Problem and Remediation

At 10:03pm, we observed a network outage of Cogent Co - which affects several of our servers located in Hamilton and their connectivity to the public internet. 

Root cause

All servers are running as normal and data storage is not affected. Connectivity to certain subnets of the public internet is not operational. The root cause is a loss of connection by an upstream provider (Cogent Co).

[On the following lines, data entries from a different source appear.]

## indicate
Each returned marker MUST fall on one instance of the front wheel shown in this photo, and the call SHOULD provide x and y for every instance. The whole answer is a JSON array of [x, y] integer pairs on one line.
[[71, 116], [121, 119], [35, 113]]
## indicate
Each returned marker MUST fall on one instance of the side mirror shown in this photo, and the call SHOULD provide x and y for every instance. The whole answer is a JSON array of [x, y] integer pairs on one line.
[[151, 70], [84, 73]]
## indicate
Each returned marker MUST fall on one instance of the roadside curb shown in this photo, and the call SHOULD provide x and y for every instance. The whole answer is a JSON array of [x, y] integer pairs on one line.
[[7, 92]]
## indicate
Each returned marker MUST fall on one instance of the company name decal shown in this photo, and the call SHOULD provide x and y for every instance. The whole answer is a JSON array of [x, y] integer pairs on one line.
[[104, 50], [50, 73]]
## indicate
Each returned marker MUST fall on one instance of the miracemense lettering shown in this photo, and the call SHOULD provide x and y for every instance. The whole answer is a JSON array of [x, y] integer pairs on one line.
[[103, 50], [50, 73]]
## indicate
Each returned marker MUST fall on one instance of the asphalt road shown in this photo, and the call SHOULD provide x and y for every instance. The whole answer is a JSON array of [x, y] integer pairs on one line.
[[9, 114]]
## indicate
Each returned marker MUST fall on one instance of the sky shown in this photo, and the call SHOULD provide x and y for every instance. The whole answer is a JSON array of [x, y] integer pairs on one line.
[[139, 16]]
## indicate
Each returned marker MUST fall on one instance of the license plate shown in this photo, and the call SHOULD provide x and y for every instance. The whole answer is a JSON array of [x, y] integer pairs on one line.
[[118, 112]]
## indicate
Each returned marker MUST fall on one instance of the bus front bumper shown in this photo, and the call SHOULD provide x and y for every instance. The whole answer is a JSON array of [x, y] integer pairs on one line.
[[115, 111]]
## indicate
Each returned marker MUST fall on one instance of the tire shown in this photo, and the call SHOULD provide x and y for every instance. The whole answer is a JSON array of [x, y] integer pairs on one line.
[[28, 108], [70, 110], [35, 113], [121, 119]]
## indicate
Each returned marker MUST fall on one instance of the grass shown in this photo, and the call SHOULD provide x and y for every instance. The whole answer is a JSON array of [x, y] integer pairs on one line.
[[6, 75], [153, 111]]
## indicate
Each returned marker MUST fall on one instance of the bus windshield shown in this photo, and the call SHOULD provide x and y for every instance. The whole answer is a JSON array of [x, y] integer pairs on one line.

We are currently in communication with the provider to resolve this issue as soon as possible and identify the root cause on their end.

https://downdetector.ca/status/cogent/

Updates

  • Cogent confirms this is a Toronto/Hamilton-area incident
  • Cogent is still working on resolving the issue (1am EST)
  • Cogent reports that their root cause was a power outage to a network switch, and is being investigated in the field (1:30am)

Cause & Resolution

The root was a power outage to a remote network switch, which had to be resolved by field technicians.

This was accomplished by 3:16am EST. 

All our monitors are showing connectivity and systems are back to normal now.

 

Network HAM-2024-06-01 Resolved
Priority - Critical

At 3:20am EDT, one of our upstream network providers, COGECO, experienced a severe network outage, as also reported by third parties.

This caused some of our Hamilton IP ranges to be temporarily unreachable, until switchover to our redundant provider COGENT completed.

By around 4:30am EDT, all IPs were fully reachable worldwide, as tested with our thirdparty monitoring services.

At the moment, all our services are fully operational.

The cause of the COGECO issue is still unknown, but we will continue to monitor with our upstream provider.

For more information, check https://downdetector.ca/status/cogeco/

 

 

Network TOR-2023-01-23 Resolved
Priority - Critical

On Tuesday Jan 23 afternoon at 12:01 EST our on-call support team and network operations was informed of a network outage by our monitoring system.

As a result of the outage, incoming traffic on certain IPs in the 69.90 sub-range was not routed to the correct cloud servers.

Several services were affected until our team resolved the issue and restored connectivity at 14:46 EST.
Third party personnel at our Toronto data centre were involved briefly during this process.
The resolution involved a forced restart of the affected router and restoration of network settings.

During this time, our support team was updating affected clients on progress via support tickets. 

 

 

Network HAM-2022-01-21 Resolved
Priority - Critical

Problem and Remediation

At 08:15, we observed a switch reboot within our cloud storage network, which caused a number of cloud servers to report storage failures. This was reported by our internal and third-party monitoring services. Our on-site team noticed the issue immediately and initiated remediation and server reboots over the following 90 minutes.

Root cause

Further investigation showed that this issue was caused by a power interruption within the building control, combined with a local redundant power supply failure due to overload.

Preventative Action

Replacement of faulty local UPS and provisioning of additional UPS redundancy. Coordination with building control on power switch overs.